First we insisted on the need for education, an essential pillar. To date, we have provided scholarships for over 400 children. Next, we began working on health and hygiene. This year I’m taking eight doctors and nurses to Hushé. We also changed their crop cultivation system to ensure that their diet was more varied and better. That was a fundamental change, which goes far beyond economic aid. And finally, we built a mountain refuge hotel, which will be their main means of support, within the idea of the valley’s sustainable development. It had outstanding results last year.
The example has spread to other villages
Yes, indeed, to other villages in the same valley. We started with the highest village and are now working our way down. When an avalanche swept away a whole village, we helped rebuild five houses. And so, bit by bit, our work is expanding. One major achievement is seeing how the first girls we schooled have now become midwives. Last year a 16-year-old girl, married at the age of 14, was at death’s door giving birth to her second child. Fortunately, one of the first two midwives we had trained was there and, together with the doctor, they assisted the birth of the child and saved the mother’s life.
We also want to build a students’ residence. We’re not going to start a revolution, but we do want to make it clear that boys and girls have to receive education – the girls too – and, in northern Pakistan, that is a bombshell.

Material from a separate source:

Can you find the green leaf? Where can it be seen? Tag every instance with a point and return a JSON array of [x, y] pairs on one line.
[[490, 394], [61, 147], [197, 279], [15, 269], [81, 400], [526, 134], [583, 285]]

I was telling our story in the European Parliament and no one could believe it. They thought it impossible that some crazy Spaniards could be engaged in a cooperation project there at the height of Taliban power
In your profession, there is a lot of solidarity, people who are clearly sensitive to the problems of the disadvantaged they report on, but few have turned to action.
I’ve always been a practical, vehement man. When I come to the conclusion that something must be done, I go and do it. The project is going so well because I surround myself with really good people who go to work in Pakistan for a month or two, paying their way. They are doctors, teachers, nurses who devote their month’s vacation to this project. No money in the world could pay for their efforts. I was telling our story in the European Parliament and no one could believe it. They thought it impossible that some crazy Spaniards could be engaged in a cooperation project there at the height of Taliban power.
As always, I see you full of project ideas, but I’d say with even more enthusiasm now, if that’s possible. Is that true?
Yes, in many ways it is, although most of the projects, such as the Hushé one, do not provide me with any material benefits, but they do give me great personal satisfaction and that’s what is truly worthwhile in life. I’ve understood a way of looking at life that has more to do with enthusiasm, with passion. I sign up to any noble cause people put before me; for example, the documentary about schizophrenia my son has just finished. This was proposed to me at a psychiatry congress: what could you do with five people suffering schizophrenia that might serve to combat the stigma of mental illness? Anything, I told them, and we decided to take them to the Naranjo de Bulnes mountain peak. In the end, we have told a lovely story that will serve as a tool to help people understand what this disease is all about.